Oggi si sottolinea l'influsso da lui esercitato su Evagrio Pontico e tutta la scuola siriaca, e la sua posizione di precursore dello Pseu-do-Dionigi, le cui opere straordinarie ispirarono direttamente molta parte del misticismo medievale e successivo, dalla Nube della non conoscenza a S. Giovanni della Croce.
Gregario, come altri intellettuali-guida del suo tempo, era imbevuto di filosofia classica e mutuava molta della sua terminologia dallo stoicismo e dal platonismo, ma creò una sua sintesi personale profondamente cristiana e biblica. Le sue meditazioni, poste di solito in un contesto liturgico, muovevano da un'intuizione basata su un testo biblico o patristico e, passando attraverso un linguaggio denso di espressioni filosofiche, ritornavano alla fonte biblica.

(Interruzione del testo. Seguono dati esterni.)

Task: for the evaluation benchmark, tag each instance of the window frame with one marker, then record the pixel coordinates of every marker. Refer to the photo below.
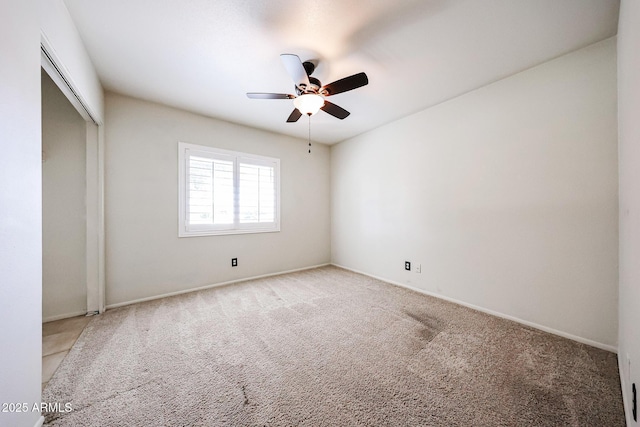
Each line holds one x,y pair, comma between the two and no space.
185,151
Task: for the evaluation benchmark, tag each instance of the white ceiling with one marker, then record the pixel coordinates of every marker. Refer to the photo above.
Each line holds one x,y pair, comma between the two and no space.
204,55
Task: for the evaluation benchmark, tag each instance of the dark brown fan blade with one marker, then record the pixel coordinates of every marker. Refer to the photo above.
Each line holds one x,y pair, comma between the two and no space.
296,70
255,95
344,85
294,116
334,110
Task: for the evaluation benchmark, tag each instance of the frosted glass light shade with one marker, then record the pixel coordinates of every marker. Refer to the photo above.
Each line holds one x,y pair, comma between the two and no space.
308,103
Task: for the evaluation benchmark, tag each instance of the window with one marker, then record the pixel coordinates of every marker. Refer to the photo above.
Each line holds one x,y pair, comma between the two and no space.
226,192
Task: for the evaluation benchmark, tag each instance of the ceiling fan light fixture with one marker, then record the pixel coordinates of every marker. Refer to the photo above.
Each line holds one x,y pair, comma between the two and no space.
308,103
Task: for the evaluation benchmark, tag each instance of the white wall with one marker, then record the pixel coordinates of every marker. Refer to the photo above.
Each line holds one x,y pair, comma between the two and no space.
64,288
145,257
20,210
629,163
507,197
61,38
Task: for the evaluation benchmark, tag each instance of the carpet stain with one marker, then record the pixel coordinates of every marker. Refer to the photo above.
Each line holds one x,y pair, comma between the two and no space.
244,393
429,327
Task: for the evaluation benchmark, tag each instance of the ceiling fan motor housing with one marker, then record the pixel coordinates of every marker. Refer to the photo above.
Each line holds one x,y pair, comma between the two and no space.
314,87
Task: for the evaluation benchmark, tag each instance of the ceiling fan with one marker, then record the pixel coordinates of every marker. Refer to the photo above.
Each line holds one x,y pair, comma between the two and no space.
310,94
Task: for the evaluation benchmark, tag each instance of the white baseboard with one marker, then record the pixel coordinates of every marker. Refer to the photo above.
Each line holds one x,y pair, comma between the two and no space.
626,399
572,337
214,285
63,316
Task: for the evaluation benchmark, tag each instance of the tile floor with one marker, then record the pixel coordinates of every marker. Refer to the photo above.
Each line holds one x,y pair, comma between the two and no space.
57,339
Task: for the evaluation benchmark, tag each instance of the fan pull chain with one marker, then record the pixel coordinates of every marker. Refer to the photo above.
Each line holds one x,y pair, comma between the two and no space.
309,133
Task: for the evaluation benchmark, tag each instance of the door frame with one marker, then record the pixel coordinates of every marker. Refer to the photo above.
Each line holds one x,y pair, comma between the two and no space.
94,196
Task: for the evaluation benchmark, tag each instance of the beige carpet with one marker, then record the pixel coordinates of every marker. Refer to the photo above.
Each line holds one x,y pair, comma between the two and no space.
326,347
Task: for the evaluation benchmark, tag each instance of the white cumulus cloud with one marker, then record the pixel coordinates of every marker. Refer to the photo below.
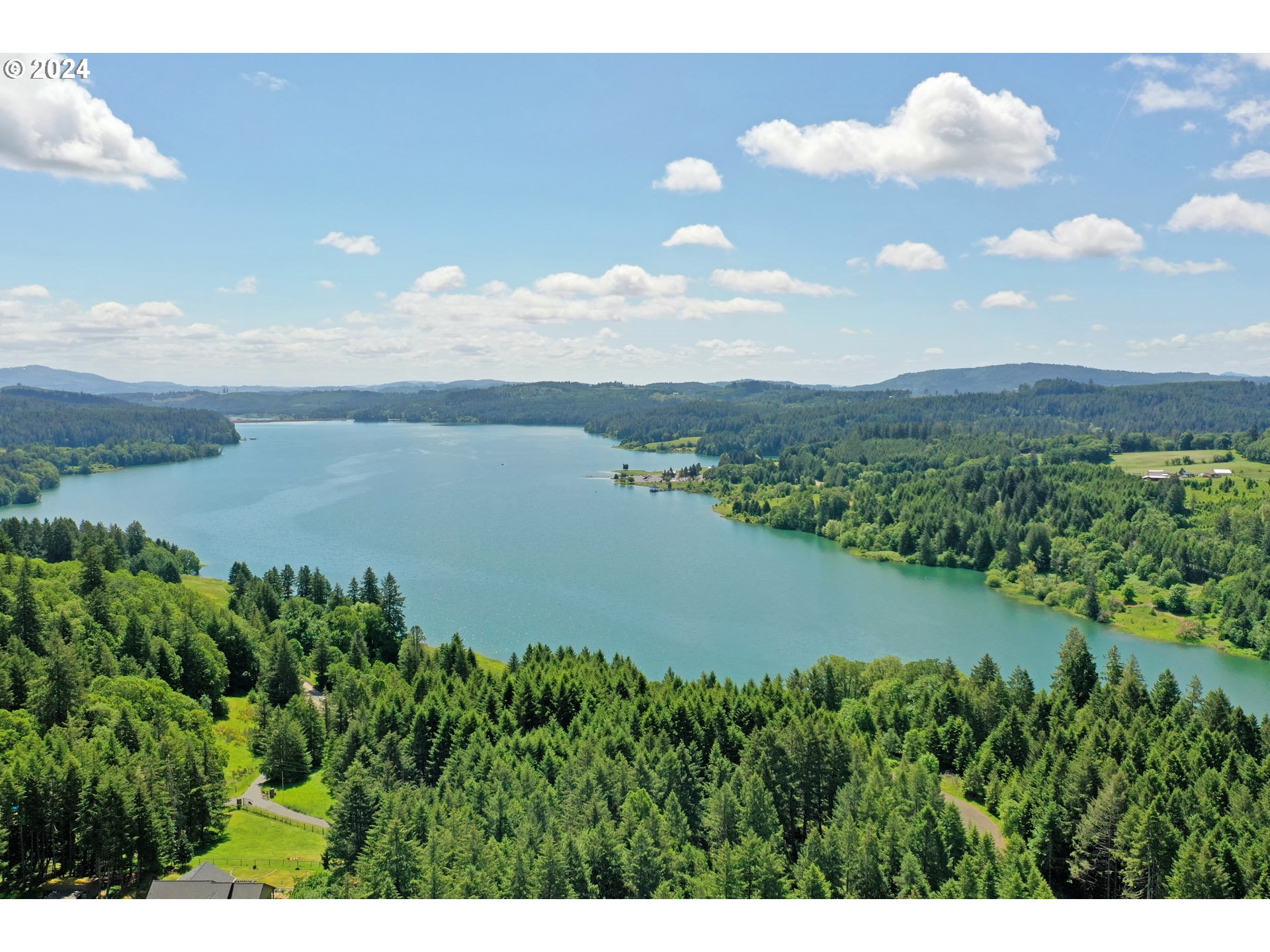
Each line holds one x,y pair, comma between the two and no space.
708,235
59,127
1159,266
1007,299
621,280
1254,165
1253,116
1221,214
1087,237
275,84
734,348
912,257
247,286
27,291
351,244
774,282
690,175
947,128
1156,97
1147,61
448,277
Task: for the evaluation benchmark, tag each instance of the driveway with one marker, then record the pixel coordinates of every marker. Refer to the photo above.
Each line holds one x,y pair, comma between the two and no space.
255,797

Il suo Discorso catechetico è un esempio chiave di questa tecnica, resa ancor più chiara ne La creazione dell'uomo e ulteriormente sviluppata in una serie di commentari biblici e in una seconda serie di opere spirituali mirate più direttamente alla vita monastica. Per lui essere cristiani significa sostanzialmente imitare Dio nello stesso modo proposto dal Cristo, secondo un'imitazione che è assimilazione a ciò che realmente Dio è.
Si tratta qui di una formulazione platonica; resta da chiarire fino a che punto lui e la tradizione a lui risalente rimangano neoplatonici, e quanto invece il loro discorso sia pienamente assimilato in una sintesi cristiana vera e propria. Gregorio utilizza il dualismo platonico come categoria principale ma la sua opposizione non è tra materia e spirito ma tra peccato e volontà di Dio. Definisce la conoscenza, gnosis, fondamentalmente come la capacità di distinguere il bene dal male, e la fonte che l'ispira è la Parola di Dio, trasmessa dalla tradizione della Chiesa.
Il luogo dove l'agape può fiorire nella sua verità più completa, per lui come per gli altri cappadoci, è la comunità cenobitica in seno alla Chiesa: un monachesimo essenzialmente comunitario, secondo l'ideale prospettato dal suo più anziano e stimato fratello.
La sua influenza sul monachesimo emerge ancor più chiaramente con il crescere degli studi sulla spiritualità della sua epoca.
MARTIROLOGIO ROMANO. A Nissa in Cappadocia, nell’odierna Turchia, san Gregorio, vescovo, fratello di san Basilio Magno: illustre per vita e per dottrina, a motivo della retta fede da lui professata fu scacciato dalla sua città dall’imperatore ariano Valente.